Music Literature Film Index About
   
  1980s
 
 

Planes, Trains and Automobiles, Directed by John Hughes

Paramount Pictures, November 25, 1987 (US)

Screenplay: John Hughes

Starring: Steve Martin and John Candy


Rental Car Clerk
(Edie McClurg): How may I help you?

Neal Page (Steve Martin): You can start by wiping that fucking dumb-ass smile off your rosy fucking cheeks. Then you can give me a fucking automobile. A fucking Datsun. A fucking Toyota. A fucking Mustang. A fucking Buick. Four fucking wheels and a seat.

Clerk: I really don’t care for the way you’re speaking to me.

Neal: And I really don’t care for the way your company left me in the middle of fucking nowhere, with the fucking keys to a fucking car that isn’t fucking there. And I really didn’t care to fucking walk down a fucking highway and across a fucking runway to get back here to have you smile at my fucking face. I want a fucking car right fucking now.

They say you can’t go home again, but this is a bit ridiculous. It starts with a misunderstanding over a cab in New York City, certainly a bad omen of things to come. From there, it grows—steamrolls—past the absurd boundaries of out of control in a gut-busting journey of outrageousness. It begs second looks. More.

Neal Page’s goal is simple enough: to get home for Thanksgiving to be with his beautiful wife and kids in time for the turkey. But a funny thing happens on the way to the dance. Enter Del Griffith.

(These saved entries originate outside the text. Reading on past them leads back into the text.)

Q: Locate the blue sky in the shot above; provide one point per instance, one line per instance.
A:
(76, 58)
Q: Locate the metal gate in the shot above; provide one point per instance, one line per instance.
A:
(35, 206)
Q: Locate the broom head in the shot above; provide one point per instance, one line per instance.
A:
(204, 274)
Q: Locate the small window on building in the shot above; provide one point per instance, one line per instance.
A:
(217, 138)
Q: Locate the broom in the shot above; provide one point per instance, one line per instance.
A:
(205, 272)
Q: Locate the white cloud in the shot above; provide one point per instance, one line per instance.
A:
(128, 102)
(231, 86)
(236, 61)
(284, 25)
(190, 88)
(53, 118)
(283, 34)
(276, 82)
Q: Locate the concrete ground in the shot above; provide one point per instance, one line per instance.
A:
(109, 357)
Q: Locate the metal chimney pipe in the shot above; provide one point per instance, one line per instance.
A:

Neal: “Honey, I’d like you to meet Del Griffith. He’s got some amusing anecdotes for you. Oh, and here’s a gun so you can blow your brains out. You’ll thank me for it.” … I could tolerate any insurance seminar. For days … I could sit there and listen to them go on and on with a big smile on my face. And they’d say, “How can you stand it?” And I’d say, “’Cause I’ve been with Del Griffith. I can take anything.” And you know what they’d say? They’d say, “I know what you mean. The shower curtain ring guy … whoa.”

The holidays are a time of remembrance, family and friends, those with us and those not. It is not a time particularly conducive to being alone. It is because of this fact that more than a little drama and strife will undoubtedly result if anything stands in our way of being reunited with those we love.

Del Griffith (John Candy): Six bucks and my right nut says we’re not landing in Chicago.

The airport lines stretch to the walls. So it is at the malls and grocery store checkouts. The roads are equally stuffed like the turkeys. We are all out there, on our merry or not so merry ways, on our way home for the holidays to huddle up on Thanksgiving around a fire with family and friends. The Lions play in game one. And just as fast, it is Christmas, It’s a Wonderful Life. Miracle on 34th Street. A Christmas Story. The routine. Film classics are as much a part of the tradition as the cranberry sauce, the tree’s ever-expanding collection of shiny, reflecting ornaments, the eight candlelit nights, or whatever the tradition may be.

In this regard, Planes, Trains, & Automobiles was a bit of an underdog. It is not as if holiday classics happen overnight. Traditions can only solidify with the passage of time, fermenting over generations as they seep into hearts and homes. In this spirit, the John Hughes classic is the little train that not only could, it did. And like A Christmas Story, the beauty of this gift is in the laughter that is always welcome at times like these. Indeed, the holidays can be a bittersweet pill to swallow, as we toast those in memoriam who once helped make the day so special. Certainly, any amount of laughter can never go out of style.

Neal: You’re no saint. You got a free cab, you got a free room and someone who will listen to your boring stories. I mean didn’t you notice on the plane, when you starting talking, eventually I started reading the vomit bag?

More than a giggle, this is a film that roars. I will always remember where I was and who I was with the first time I saw it on the big screen: DeKalb, Illinois, 1987, a four screen theater on the outskirts of campus and me falling forward in the chair, holding my stomach. Since, I have seen it too many times to count or for it to even matter. And yet, somehow it does matter. The tradition grows.

And what always seems to surprise, beyond the setups and laughter and fun, is the heart that is at the core of the film and every bit as big as the laughs. Of course it is all the more moving now with the passing of John Candy.

Del: You wanna hurt me? Go right ahead if it makes you feel any better. I’m an easy target. Yeah, you’re right, I talk too much. I also listen too much. I could be a cold-hearted cynic like you … but I don’t like to hurt people’s feelings. Well, you think what you want about me; I’m not changing. I like … I like me. My wife likes me. My customers like me. ’Cause I’m the real article. What you see is what you get.

The holidays approach. It is less than a month away to Thanksgiving. Less than a week away. Thanksgiving is tomorrow. Planes, Trains, & Automobiles appears on channel X just in time for its traditional hello. The journey begins with the cab ride to the airport. Hopefully soon, we will all make our way back home to laugh together.

Neal: Anyway, it’s, uh, been … interesting.

Del: (laughing) That’s the understatement of the year.